Matsuo Laboratory, The University of Tokyo
Release of Weblab-10B: A 10 Billion-Parameter Bilingual Language Model
Supporting Japanese and English
※ The following is a partial English translation of the press release issued on August 22, 2023. Please refer to the Japanese version for the original.
Tokyo, [2023/08/22] — Matsuo Laboratory, operating under the Department of Technology Management for Innovation at The University of Tokyo Graduate School of Engineering, announces the release of its large-scale language model, Weblab-10B. Led by Professor Yutaka Matsuo, the laboratory has successfully developed a Large Language Model (LLM) that consists of 10 billion parameters and offers bilingual support for both Japanese and English.

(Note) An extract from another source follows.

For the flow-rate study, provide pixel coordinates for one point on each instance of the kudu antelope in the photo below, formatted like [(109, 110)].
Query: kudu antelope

Objectives and Future Applications:
The lab is primarily focused on advancing artificial intelligence (AI) research and aims to facilitate the technology for industrial applications. The newly developed Weblab-10B model aims to accelerate not just text-based AI but also multimodal applications like image processing and behavior control algorithms for software and robotic platforms. Concurrently, the lab intends to utilize the expertise acquired from this project for educational activities, including course development at the university level.
Addressing the imbalance in textual data availability between English and other languages like Japanese, Matsuo Lab has diversified its training data. Weblab-10B has been trained on both English and Japanese datasets, namely The Pile and Japanese-mC4, for the pre-training phase. The post-training or fine-tuning phase involved five distinct datasets: Alpaca (English), Alpaca (Japanese Translation), Flan 2021 (English), Flan CoT (English), and Flan Dialog (English).
Benchmarking and Performance Metrics:
Notably, despite a lower proportion of Japanese data in the fine-tuning stage, the model showed significant improvements in the JGLUE benchmark evaluation for Japanese, rising from 66% to 78%. These results affirm the model’s efficacy in knowledge transfer between languages. Weblab-10B’s performance stands as a domestic milestone, competitive with other internationally available open-source models.
For additional information and model comparison metrics, please refer to the appended open model comparison table.
The pre-trained and post-trained models of Weblab-10B developed by us will be released as open model and may not be used for commercial purposes. (See Hugging Face page below)
・Post-trained (fine-tuning) model
Weblab-10B holds the distinction of being the most advanced open-source Japanese language model to date.
The fine-tuning phase had a relatively smaller portion of Japanese data, underscoring the importance of the model’s capability for cross-lingual knowledge transfer.